Kublik: Gaz łupkowy może uratować Ukrainę

18 marca 2014, 11:47 Energetyka

Zdaniem Andrzeja Kublika z Gazety Wyborczej gaz łupkowy może pomóc Ukrainie uniezależnić się od dostaw surowca z Rosji.

– Latem 2011 r. władze w Kijowie wystawiły na przetarg dwie koncesje na poszukiwania i wydobycie gazu z łupków. W pierwszym pod młotek poszły pola eksploatacyjne Juzowska we wschodniej części kraju, w pobliżu Doniecka i Charkowa. Mogą one kryć do 2 bln m sześc. gazu, więcej niż według amerykańskich ekspertów wynoszą całkowite zasoby ukraińskich łupków – uważają ukraińscy specjaliści. W drugim przetargu Kijów zaoferował koncesję na eksploatację pól Olesska w pobliżu Lwowa, gdzie może być nawet 1,5 bln m sześc. gazu – pisze dziennikarz. – Przetargi wzbudziły spore zainteresowanie zachodnich koncernów, chociaż za sam zakup dokumentacji przetargowej Kijów żądał opłaty w wysokości od 1,3 mln dol. (koncesja Olesska) do 1,9 mln dol. (Juzowska). W maju 2012 r. władze Ukrainy ogłosiły, że przetarg na to ostatnie pole wygrał brytyjsko-holenderski koncern paliwowy Shell, a na pole Olesska – amerykański Chevron.

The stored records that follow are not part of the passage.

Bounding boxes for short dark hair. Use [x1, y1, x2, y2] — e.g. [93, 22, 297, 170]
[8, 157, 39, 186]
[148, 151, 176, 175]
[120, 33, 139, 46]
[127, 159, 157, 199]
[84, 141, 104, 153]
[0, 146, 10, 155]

– Poszukiwania gazu łupkowego wciąż są jednak w powijakach. Umowę z Shellem władze w Kijowie podpisały w 2013 r. w kuluarach forum ekonomicznego w Davos, a w ceremonii uczestniczyli obalony w tym roku prezydent Wiktor Janukowycz i premier Holandii Mark Rutte – kwituje autor tekstu dla Gazety Wyborczej

Z informacji BiznesAlert.pl wynika, że kryzys na Krymie zaszkodził pracom zachodnich firm szukających gazu łupkowego. Jeżeli dojdzie do aneksji Autonomicznej Republiki Krymu przez Rosję, pod znakiem zapytania znajdzie się los koncesji na szelfie Morza Czarnego znajdujących się do tej pory na wodach terytorialnych Ukrainy.